具体的に聞かれた「本人確認の質問」は、「ペットの名前」や「母親の旧姓」などではなく、「今日、家からここまでどういうルートできたか」「今の部屋に何年住んでいるか」「何年ぐらいこの仕事をしているか」「子どもの学年は?」などなど。

それにしても、なぜパスポートじゃダメなの? 担当者に聞いてみると……。

「運転免許証は国で発行しているものですから。あ、でも、パスポートもそうですね? でも、これは当行だけでなく、どの銀行も同じなんですよ」
ずいぶん曖昧である。

試しに他の銀行にもいくつか聞いてみたが、やはり第一には「運転免許証」であり、その理由は、「本人確認書類の順番として、(1)運転免許証 (2)旅券となっているから」「パスポートの場合、住所は手書きだから」などという説明だった。
これについては、ある不動産業者さんも、「なぜパスポートじゃダメなんでしょう? 初耳ですね」と首をひねる。

ちなみに、ゆうちょ銀行では、大口取引も「運転免許証でもパスポートでもけっこうですよ」と言われた。

ところで、「運転免許証」「パスポート」がない人の場合、本人確認をどうするのかというと、不動産業者さんはこんな説明をしてくれた。

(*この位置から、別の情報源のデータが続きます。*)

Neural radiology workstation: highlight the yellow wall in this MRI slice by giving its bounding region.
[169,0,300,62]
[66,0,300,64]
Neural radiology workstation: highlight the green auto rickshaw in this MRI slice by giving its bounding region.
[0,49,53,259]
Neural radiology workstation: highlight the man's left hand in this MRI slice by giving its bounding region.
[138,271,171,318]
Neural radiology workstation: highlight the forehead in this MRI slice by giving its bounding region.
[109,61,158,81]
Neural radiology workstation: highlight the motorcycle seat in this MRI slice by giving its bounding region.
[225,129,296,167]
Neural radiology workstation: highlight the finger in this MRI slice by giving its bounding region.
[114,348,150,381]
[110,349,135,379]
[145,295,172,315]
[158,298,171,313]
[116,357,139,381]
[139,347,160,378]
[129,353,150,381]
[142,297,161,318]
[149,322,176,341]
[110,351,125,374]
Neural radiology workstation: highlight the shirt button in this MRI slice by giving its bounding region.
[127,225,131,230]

「免許もパスポートもない人は、住民基本台帳カードをとることになりますね。ただし、本人確認書類などは、昔に比べてずいぶんめんどうくさくなっていて、たとえば印鑑登録などは、運転免許証やパスポートがない場合、いったん自分の住所に封筒を送って、それを持参して初めて登録できるようになっています。また、確定申告書類が必要なとき、なくしてしまった際にも、かつては税務署で見せてもらってうつせたのですが、今は一からやり直さないといけないんですよ」

ちなみに、レンタルビデオ店で会員カードを作ろうとして、「パスポートだけじゃダメ」と言われた人もいる。その言い分は……。
「パスポートや健康保険証は住所欄が本人の手書きだから、本人確認には住所が手書きじゃないものが必要です」
その一方で、公共料金の請求書だけでOKとするところもあるから、不思議ではある。

ともかく、本人確認書類で万能なのは、やっぱり「運転免許証」のよう。
ない人は、いろいろ補足が必要な場面があるようです。